You’ve got all those par fours, in general, you’re going to have to hit shots between bunkers. I don’t know, there’s hardly a bunker on this course, as on any links course, that you can play to the green from. They’re all mini hazards; if you’re hitting in, you’re pitching out.

“Then you come to the end of the golf course. The last four holes can be brutish, at best. No matter how you’ve done in those first 14 holes, where you might have played well, and yes, you could have cemented, you could have a good score, you still have to get home to the clubhouse in those four holes. It’s a difficult stretch in golf, and to have them the last four holes of a championship really is what makes Carnoustie as tough as it is.”

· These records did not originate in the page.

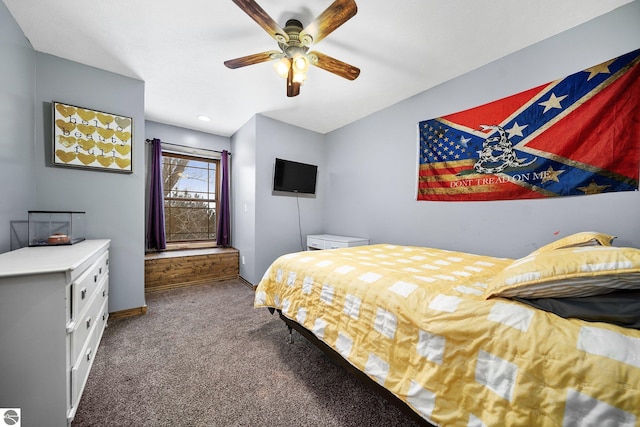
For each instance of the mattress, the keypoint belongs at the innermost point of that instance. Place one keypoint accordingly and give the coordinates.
(417, 321)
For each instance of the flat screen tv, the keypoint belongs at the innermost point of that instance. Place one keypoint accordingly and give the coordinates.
(294, 177)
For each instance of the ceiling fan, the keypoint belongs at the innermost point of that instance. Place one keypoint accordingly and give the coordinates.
(294, 41)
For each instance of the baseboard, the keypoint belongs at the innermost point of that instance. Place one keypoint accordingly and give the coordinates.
(138, 311)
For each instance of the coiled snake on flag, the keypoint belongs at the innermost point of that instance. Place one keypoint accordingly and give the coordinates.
(497, 153)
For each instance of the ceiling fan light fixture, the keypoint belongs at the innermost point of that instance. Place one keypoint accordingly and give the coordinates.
(300, 64)
(282, 67)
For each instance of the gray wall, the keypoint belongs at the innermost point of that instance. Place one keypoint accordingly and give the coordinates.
(371, 164)
(243, 196)
(114, 202)
(17, 120)
(265, 226)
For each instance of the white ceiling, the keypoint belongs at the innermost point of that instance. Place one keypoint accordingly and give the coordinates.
(178, 48)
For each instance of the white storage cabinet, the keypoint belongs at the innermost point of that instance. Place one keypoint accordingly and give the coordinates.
(53, 311)
(329, 241)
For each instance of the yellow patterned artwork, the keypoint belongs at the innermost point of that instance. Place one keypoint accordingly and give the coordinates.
(91, 139)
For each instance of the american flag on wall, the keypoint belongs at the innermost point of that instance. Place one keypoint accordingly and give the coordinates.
(574, 136)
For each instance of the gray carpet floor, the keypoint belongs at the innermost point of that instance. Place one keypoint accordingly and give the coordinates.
(203, 356)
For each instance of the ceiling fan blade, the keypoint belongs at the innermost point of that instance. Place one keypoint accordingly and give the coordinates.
(293, 88)
(253, 9)
(339, 12)
(253, 59)
(333, 65)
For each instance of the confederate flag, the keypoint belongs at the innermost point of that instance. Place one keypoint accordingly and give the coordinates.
(574, 136)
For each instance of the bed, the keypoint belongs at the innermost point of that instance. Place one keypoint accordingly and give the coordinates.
(471, 340)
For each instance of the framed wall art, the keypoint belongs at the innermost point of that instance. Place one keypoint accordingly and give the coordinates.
(91, 139)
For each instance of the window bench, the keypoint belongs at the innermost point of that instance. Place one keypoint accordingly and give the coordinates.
(179, 268)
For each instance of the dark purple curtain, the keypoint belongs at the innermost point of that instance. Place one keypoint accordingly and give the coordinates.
(155, 227)
(224, 216)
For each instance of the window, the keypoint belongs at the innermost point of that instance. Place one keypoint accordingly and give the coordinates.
(190, 197)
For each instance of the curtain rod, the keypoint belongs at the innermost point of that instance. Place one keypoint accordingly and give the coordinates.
(187, 146)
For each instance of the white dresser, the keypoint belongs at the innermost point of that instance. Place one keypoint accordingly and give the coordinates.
(53, 310)
(329, 241)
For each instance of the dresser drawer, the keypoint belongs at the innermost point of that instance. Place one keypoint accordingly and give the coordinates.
(81, 327)
(82, 366)
(83, 289)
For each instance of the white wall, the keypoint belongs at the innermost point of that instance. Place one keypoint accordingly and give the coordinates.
(17, 121)
(371, 164)
(113, 202)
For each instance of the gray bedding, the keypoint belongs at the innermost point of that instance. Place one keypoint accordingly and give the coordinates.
(619, 308)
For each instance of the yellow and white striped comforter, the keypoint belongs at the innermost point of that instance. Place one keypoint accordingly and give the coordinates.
(415, 320)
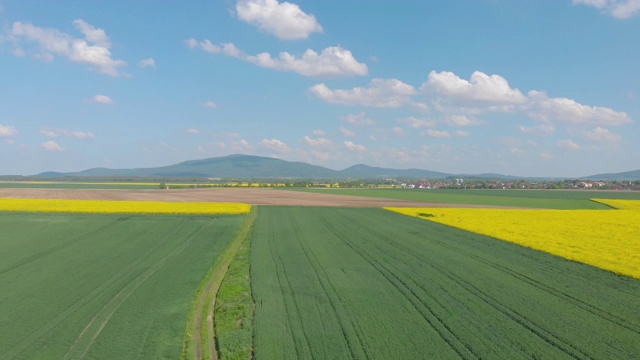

Mickelson, who missed the cut in both his Open appearances at Carnoustie in 1999 and 2007, agrees with his fellow major champion about the tough examination that the 18h presents.

Phil Mickelson
Phil Mickelson

“We all saw tragedy there and we know what it’s capable of. It’s one of the scariest because there’s so much trouble everywhere. You know, you have water right, you have water left, you have the rough, you have water short, out-of-bounds left is a major factor. There’s just a lot of trouble everywhere. That’s a tough hole.”

Carnoustie will play much firmer and faster this week than on its most recent visits but that will not lessen the challenge, though Mickelson, who won The Open at Muirfield in 2013 in similarly fiery conditions, has marvelled at the conditions this time around following this summer’s heatwave, having played a practice round last week.

“It was incredible. I was really excited with my time there because I think I got to see Carnoustie for its greatness, and it’s firm and fast, and the bunkers were in play and very hard to avoid.

“The first time I ever played it was ’99, and it was a rough week. The course wasn’t set-up its best, and this week it is. I think it will be one of the best Opens.

“I would say that when it’s windy, it really is an advantage for me because drivers are not necessary. In fact, they are not encouraged, because you get the ball up in the air.

A day like today where you can throw the ball up in the air and a lot of guys are hitting drivers, the ground isn’t as important. But when it gets windy like it was at Muirfield in 2013 and the ground was firm like it is this year at Carnoustie; in 2013, it’s very advantageous for me because I don’t have to hit drivers. I can hit long irons, and I can get the long irons on the ground as quick or quicker than anybody.

“I’m either going to carry a driver or that hot 3-wood, but there’s actually only two holes I plan on using it, both par fives (the sixth and 15th). I see me hitting a lot lower shots. I have kind of a low 1-iron that I’ve been putting in the bag… and it’s very low. Gets on the ground quick. I’ll hit that on probably the last 10 holes, almost every hole.”